Об этом случае я вспомнил через много лет и рассказал о нём моему другу отцу Виктору. Вот что мне в нём нравится, так это то, что батюшка никогда не спешит с ответом. Выслушает, подумает, и только потом говорит, часто вспоминая какой нибудь случай из собственной жизни.
- Что её осуждать? Мы с тобой не были в её шкуре. И потом, она не верила в Бога. А представь, когда ты служишь Ему всю жизнь, стараешься всё делать в соответствии с Его заповедями, и вдруг с тобой случается беда. И ладно бы с тобой, а если с тем, кто тебе дороже всего на свете?
Помню, как-то ездили мы поздравлять с юбилеем одного маститого протоиерея. Батюшка служил уже много лет, все его знали и уважали. Оно и неудивительно, отец настоятель вместе с прихожанами восстановил удивительной красоты церковь, в которой служил, и продолжал поднимать храмы по всей округе. А ещё его лучшая во всём благочинии воскресная школа, лекции в областной семинарии и замечательные проповеди. Молодые священники почитали отца протоиерея, многие старались ему подражать.
На праздник поздравить отца приехал его единственный сын, остальные у него все девчонки, студент выпускного курса семинарии. Хороший юноша, я его лично знал. На следующий год отец планировал рукоположить сына в священники и взять к себе помощником. Уже невесту ему подыскивали, и вся семья жила радостным ожиданием.

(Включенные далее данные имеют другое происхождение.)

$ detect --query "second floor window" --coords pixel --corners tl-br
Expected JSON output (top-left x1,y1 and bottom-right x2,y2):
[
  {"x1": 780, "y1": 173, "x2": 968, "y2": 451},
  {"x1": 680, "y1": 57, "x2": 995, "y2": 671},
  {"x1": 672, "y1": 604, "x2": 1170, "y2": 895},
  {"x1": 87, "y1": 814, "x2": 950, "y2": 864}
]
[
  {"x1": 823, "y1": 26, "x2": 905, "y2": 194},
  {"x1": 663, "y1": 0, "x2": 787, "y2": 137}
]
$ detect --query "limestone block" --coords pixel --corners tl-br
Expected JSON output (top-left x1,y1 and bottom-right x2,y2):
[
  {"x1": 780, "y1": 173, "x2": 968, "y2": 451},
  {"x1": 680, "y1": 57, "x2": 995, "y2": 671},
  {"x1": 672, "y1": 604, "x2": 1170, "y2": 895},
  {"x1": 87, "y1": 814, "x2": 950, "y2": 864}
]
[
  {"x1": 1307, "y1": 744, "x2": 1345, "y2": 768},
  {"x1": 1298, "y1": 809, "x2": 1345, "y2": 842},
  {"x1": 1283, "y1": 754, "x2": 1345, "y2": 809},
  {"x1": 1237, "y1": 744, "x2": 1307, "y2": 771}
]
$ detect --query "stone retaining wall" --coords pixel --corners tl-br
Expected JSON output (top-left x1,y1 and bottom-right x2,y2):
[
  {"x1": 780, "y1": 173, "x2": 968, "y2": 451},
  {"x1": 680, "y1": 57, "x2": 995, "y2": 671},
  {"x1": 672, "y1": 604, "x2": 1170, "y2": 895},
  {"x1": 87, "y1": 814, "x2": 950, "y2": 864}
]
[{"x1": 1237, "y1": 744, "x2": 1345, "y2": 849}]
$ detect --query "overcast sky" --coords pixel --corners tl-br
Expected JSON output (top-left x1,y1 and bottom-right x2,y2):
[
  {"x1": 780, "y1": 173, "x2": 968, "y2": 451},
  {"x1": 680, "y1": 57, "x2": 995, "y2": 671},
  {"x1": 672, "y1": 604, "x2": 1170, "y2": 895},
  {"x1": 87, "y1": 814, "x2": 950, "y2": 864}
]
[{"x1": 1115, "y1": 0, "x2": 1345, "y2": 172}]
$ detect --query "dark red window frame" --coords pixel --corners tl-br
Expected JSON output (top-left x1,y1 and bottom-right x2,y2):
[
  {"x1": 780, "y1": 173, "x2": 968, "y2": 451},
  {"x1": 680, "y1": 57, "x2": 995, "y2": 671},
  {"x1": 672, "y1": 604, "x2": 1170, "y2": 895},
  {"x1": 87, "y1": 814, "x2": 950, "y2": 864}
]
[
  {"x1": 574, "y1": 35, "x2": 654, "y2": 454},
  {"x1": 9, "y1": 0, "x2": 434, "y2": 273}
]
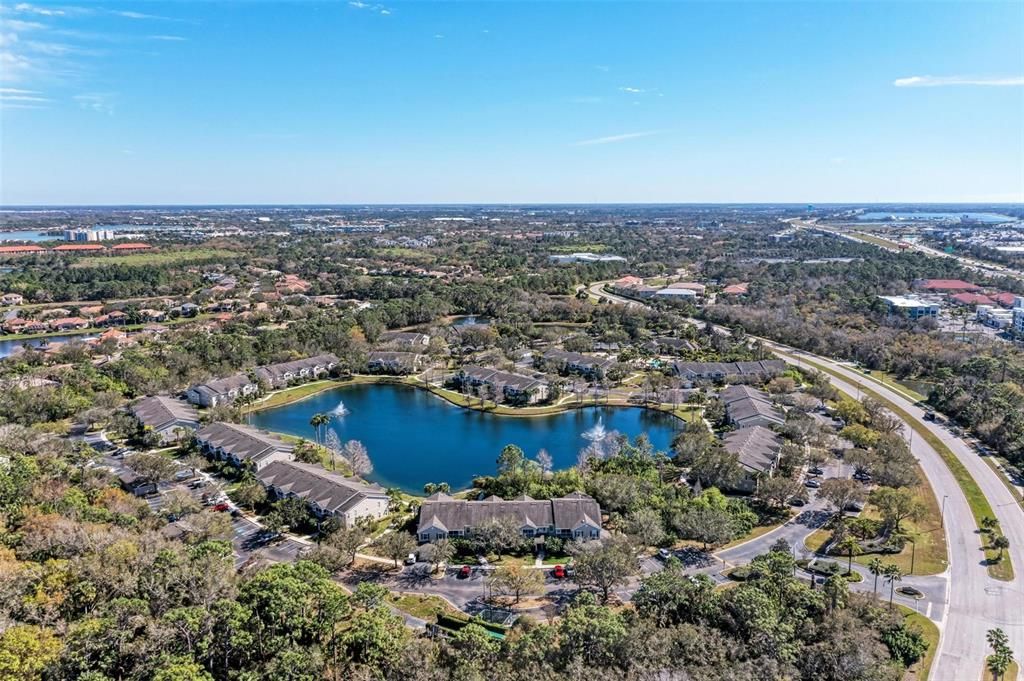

В тот день мы немного посидели, поздравили батюшку и разъехались. Отцы народ занятой, кому завтра служить, и надо готовиться, кому ещё на требы ехать.
Утром в доме все уже встали, пора идти завтракать, а молодой человек всё не выходит. К нему заглядывают, а он ещё спит. Наконец, батюшка посылает его разбудить, в комнату заходят, а тот уже холодный.
Вот как такое может быть, а бать? Вот ты мне скажи, не пил человек, никогда не курил, не говоря уже о чём-то запретном, и умер, сердечная недостаточность. С чего бы это такая недостаточность? Он что, на вокзале по ночам вагоны разгружал?! На здоровье не жаловался, и к врачам никогда не обращался.
Трагедия, бать! Для нас, кто вчера ещё видел этого парнишку живым и здоровым, трагедия, а что говорить об отце? А он точно ума лишился. Встал перед иконами и кричит:
- За что?! Скажи мне, за что?! Я всю жизнь Тебе служил, всего себя отдавал без остатка, а Ты меня вот так, беспощадно. Зачем мне теперь жить?!
Схватил телефон, звонит духовнику, потом владыке. И всё один и тот же вопрос:
- За что?! Объясните мне, что я делал не так, за что Он так со мною?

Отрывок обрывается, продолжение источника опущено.